STUDY CANCER METASTASIS IN CLINICALLY RELEVANT MODELS

Unable to validate some of their hypothesis, scientists often remain with many pending questions about cancer, especially regarding the metastatic process and the failure of preclinical studies: how come that some cancer cells exit the site of origin, enter the blood flow and attack another tissue? Why certain drugs do not have the expected effect in patients compared to pre-clinical studies in animal models? Such questions are hard to tackle with the cancer models available today.

Animal models, on the one hand, offer a unique venue to insert a tumour in a complex system made of connected organs. But the human-derived cancer becomes surrounded by a non-human physiological system. Therefore, the growth, development and response to drugs might differ, resulting in false positives that waste researchers’ time and money. The human metastatic process is even harder to reproduce in an animal model as it requires multiple connected organs.

On the other hand, the available in vitro approaches are generally bi-dimensional and lack the 3D complexity of a living organ. For example, standard cell cultures on a monolayer are an isolated system in which cells don’t behave differently according to the position and exposure, a behaviour far from the heterogeneity typical of cancer cells. The recent developed organs-on-a-chip (OOC) technology has upgraded the cell cultures to a 3D microfluidic chip where several 3D tissue constructs are connected with a network of sub-millimetre vases, that transport and distribute nutrients and soluble cues. However, the quantities involved are low – microliters and thousands of cells –  making OOC suitable for automation and high-throughput screening but not for in-depth analysis.

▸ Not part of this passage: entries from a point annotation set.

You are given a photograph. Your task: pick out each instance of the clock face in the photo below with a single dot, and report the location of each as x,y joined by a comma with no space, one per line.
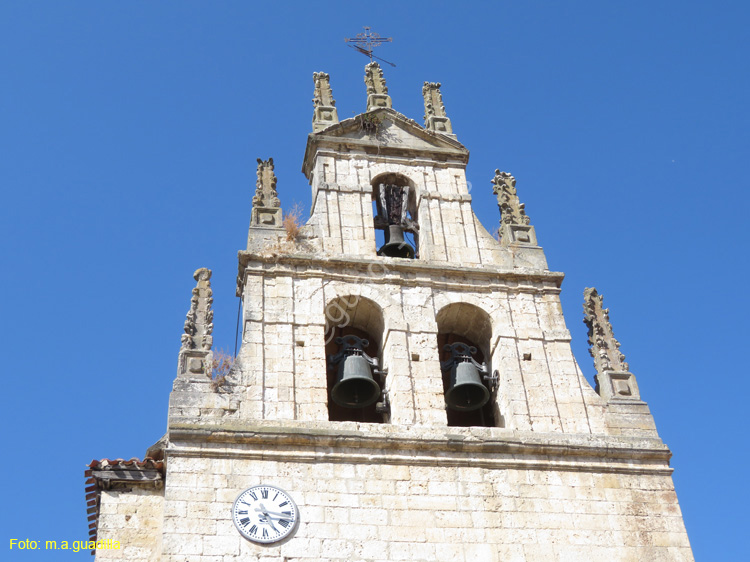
265,514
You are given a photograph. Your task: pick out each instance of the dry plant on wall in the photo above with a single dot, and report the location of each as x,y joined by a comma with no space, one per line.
292,223
370,124
222,364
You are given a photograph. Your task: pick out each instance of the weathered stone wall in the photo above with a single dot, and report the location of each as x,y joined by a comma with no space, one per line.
418,509
281,368
342,218
132,516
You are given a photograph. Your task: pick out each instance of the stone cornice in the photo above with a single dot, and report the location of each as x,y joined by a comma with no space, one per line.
442,147
408,272
420,446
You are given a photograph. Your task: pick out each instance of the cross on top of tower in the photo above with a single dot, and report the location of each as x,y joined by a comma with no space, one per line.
367,41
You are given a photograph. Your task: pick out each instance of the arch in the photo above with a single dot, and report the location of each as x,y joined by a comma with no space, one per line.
352,315
462,322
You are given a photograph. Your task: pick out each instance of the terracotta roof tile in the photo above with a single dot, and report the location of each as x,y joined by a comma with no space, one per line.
93,487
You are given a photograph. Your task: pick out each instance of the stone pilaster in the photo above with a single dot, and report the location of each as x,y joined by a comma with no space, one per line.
266,219
435,118
626,413
514,223
377,91
195,356
325,113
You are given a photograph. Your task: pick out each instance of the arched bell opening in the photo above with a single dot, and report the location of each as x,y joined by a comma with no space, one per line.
464,332
395,216
354,329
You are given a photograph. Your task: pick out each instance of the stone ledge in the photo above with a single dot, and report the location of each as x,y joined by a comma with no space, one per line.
367,443
379,270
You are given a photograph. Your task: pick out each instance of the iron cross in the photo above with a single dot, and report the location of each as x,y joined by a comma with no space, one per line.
367,41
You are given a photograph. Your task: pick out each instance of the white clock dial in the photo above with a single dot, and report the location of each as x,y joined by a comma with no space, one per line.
265,514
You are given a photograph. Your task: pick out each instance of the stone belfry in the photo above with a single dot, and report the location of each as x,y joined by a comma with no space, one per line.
405,388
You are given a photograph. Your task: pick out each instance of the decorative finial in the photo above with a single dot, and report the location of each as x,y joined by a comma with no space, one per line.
199,320
511,209
435,118
266,205
604,348
325,113
514,224
377,91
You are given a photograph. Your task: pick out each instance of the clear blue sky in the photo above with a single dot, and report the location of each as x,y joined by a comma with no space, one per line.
128,138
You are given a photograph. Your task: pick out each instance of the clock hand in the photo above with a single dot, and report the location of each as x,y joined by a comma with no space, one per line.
274,514
261,509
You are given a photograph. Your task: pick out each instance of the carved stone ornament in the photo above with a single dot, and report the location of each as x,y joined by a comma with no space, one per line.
603,346
265,186
434,109
199,320
511,210
377,91
324,113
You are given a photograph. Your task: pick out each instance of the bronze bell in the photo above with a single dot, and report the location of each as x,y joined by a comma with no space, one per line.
396,247
355,387
466,392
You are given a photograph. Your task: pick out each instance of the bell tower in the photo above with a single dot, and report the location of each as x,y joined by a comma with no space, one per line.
405,388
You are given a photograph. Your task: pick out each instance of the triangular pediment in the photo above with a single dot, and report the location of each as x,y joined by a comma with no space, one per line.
385,131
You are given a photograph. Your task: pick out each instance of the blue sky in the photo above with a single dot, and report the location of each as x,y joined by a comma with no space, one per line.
128,138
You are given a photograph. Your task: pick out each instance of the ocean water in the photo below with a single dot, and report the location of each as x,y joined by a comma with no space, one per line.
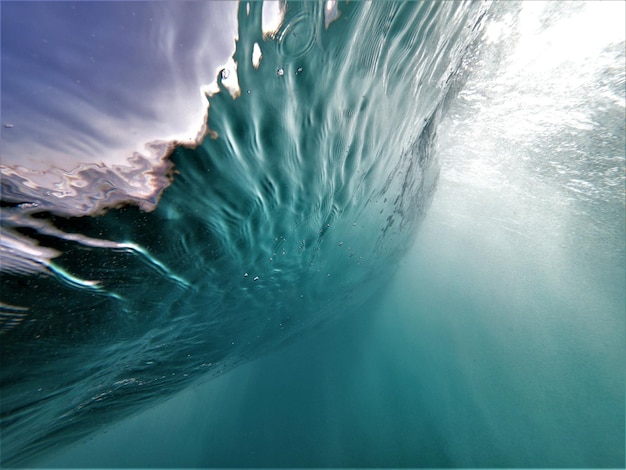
404,224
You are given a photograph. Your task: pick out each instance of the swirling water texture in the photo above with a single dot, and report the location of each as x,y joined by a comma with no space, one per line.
307,189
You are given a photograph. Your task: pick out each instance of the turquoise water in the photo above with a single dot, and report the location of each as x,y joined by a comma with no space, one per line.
493,339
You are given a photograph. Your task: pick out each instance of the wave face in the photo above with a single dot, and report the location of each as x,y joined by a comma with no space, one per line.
316,169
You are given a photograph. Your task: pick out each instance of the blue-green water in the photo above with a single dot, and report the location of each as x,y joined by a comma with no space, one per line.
495,338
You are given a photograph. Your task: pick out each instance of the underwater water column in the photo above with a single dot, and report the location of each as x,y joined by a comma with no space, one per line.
499,341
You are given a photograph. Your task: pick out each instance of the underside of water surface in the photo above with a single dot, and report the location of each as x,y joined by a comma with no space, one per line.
314,172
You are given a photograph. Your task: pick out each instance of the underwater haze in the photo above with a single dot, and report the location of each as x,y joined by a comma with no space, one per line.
386,235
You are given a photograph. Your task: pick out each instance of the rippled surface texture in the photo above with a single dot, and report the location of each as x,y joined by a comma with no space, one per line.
315,172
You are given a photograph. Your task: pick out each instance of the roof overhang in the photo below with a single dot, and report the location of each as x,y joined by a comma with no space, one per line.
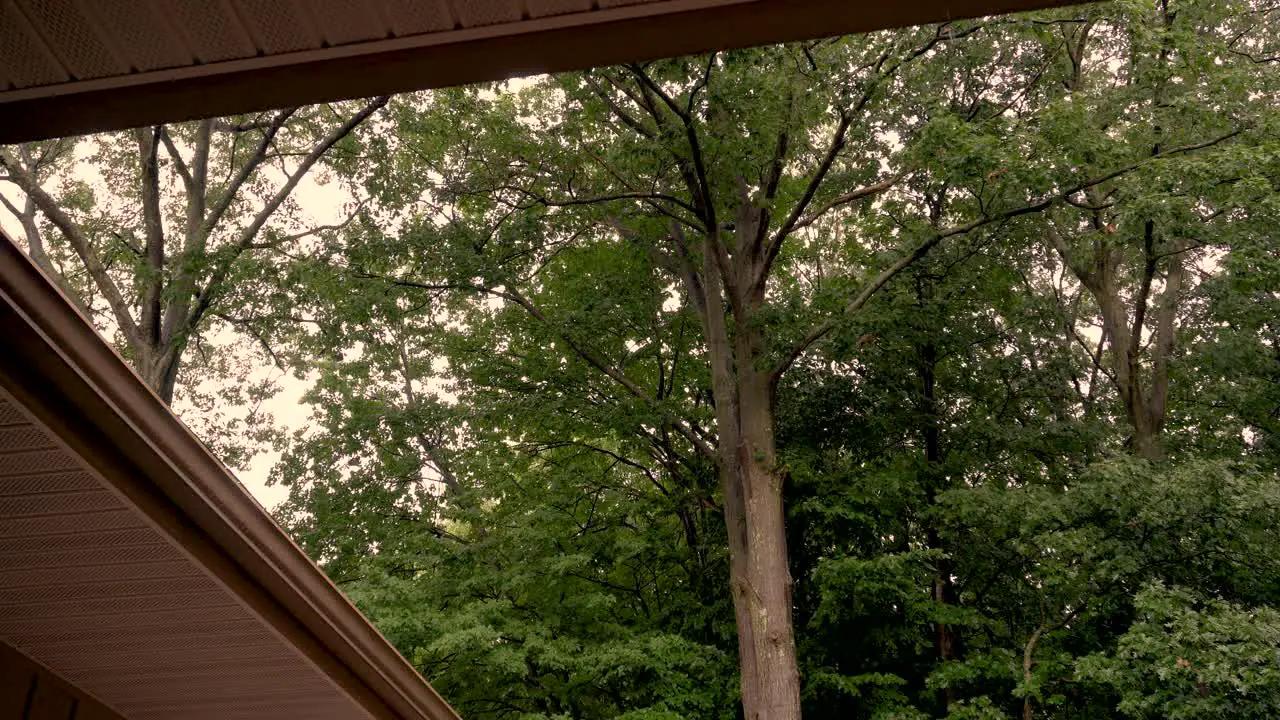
71,67
135,566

To not jeopardize the reliability of the results and to understand the mechanism of metastasis, in vitro models should include all the factors that affect the process and better resemble the human physiology. The device developed within B2B will become the first cancer model that brings in vitro the 3D upgrade in clinically-relevant dimensions (macro-size tumour tissues), all in a connected system entirely based on human physiology.

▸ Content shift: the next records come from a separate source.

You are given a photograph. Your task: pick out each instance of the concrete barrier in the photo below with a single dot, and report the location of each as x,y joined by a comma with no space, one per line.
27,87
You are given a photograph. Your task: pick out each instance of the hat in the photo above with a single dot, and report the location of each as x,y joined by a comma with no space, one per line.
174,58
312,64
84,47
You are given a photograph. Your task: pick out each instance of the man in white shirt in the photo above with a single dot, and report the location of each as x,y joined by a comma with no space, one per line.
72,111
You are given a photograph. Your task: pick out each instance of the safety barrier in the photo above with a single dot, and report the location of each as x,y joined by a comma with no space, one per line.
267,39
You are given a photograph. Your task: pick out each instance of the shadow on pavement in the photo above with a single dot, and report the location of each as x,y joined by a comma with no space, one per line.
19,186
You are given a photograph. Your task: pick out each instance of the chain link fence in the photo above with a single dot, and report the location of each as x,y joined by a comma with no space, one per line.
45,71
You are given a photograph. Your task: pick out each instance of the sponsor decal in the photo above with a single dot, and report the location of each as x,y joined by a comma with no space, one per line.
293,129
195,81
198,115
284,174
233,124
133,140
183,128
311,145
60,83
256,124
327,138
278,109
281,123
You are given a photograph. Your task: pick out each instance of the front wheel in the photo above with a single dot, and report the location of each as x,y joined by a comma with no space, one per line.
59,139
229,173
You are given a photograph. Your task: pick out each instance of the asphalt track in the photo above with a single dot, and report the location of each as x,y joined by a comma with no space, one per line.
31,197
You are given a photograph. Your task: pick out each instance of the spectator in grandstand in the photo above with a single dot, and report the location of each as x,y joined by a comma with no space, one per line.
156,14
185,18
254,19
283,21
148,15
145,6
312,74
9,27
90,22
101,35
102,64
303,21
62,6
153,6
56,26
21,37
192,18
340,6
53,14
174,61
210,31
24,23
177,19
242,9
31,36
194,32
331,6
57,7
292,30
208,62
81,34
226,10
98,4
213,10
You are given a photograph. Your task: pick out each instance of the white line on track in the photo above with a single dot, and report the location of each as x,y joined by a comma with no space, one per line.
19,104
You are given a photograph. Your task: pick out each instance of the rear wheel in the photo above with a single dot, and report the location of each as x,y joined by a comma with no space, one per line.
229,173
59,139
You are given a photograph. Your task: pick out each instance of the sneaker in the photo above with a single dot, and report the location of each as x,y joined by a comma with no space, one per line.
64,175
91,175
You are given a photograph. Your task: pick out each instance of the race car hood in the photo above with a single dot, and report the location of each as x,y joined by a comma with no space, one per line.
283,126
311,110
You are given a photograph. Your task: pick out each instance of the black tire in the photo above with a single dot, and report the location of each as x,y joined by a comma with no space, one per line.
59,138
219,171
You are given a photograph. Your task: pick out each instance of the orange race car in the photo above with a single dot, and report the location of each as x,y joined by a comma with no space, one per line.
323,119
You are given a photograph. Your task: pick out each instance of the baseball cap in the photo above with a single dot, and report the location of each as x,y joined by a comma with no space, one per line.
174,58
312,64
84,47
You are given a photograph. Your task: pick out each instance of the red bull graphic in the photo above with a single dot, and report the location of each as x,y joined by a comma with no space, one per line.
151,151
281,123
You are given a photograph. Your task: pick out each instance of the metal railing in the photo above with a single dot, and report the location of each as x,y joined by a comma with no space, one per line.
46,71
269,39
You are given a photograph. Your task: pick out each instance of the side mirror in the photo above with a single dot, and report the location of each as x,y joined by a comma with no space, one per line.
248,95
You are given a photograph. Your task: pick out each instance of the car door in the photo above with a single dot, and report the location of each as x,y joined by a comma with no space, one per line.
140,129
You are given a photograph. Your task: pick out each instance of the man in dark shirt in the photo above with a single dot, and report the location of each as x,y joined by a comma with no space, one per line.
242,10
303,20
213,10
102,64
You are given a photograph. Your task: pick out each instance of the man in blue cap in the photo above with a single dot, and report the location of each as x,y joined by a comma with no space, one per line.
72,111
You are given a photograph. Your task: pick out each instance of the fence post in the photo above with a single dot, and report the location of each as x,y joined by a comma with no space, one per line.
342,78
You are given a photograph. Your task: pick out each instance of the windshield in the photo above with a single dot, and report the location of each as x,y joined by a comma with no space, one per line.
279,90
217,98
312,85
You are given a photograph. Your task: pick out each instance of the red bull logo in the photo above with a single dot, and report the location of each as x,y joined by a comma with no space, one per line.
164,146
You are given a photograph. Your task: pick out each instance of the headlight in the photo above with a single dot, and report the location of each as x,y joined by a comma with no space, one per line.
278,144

The new technology should overcome the drawbacks of today’s in vitro and in vivo models by mimicking the human physiology as a system of connected organs. The connection via a fluidic system is particularly critical in B2B, as it will use macro-to-micro bioprinted vases that should reproduce the different sizes, branching and features of the blood vessels and at the same time be directly connected to the capillaries from the tumour tissues.

B2B has selected the metastatic process of breast cancer to the bone as its first application, since it represents a major hurdle in the fight of breast cancer. Breast cancer is the most common in women worldwide (25.4% of the total number of new cases diagnosed in 2018) and its most common metastatic site is indeed the bone (70% of the cases). In the B2B device, a patient-derived breast cancer lesion will be connected to an in vitro reconstructed bone, a marrow-containing ossicle. However, the technology developed in B2B is versatile and the same system might be applied in the future to study other types of cancers with similar features.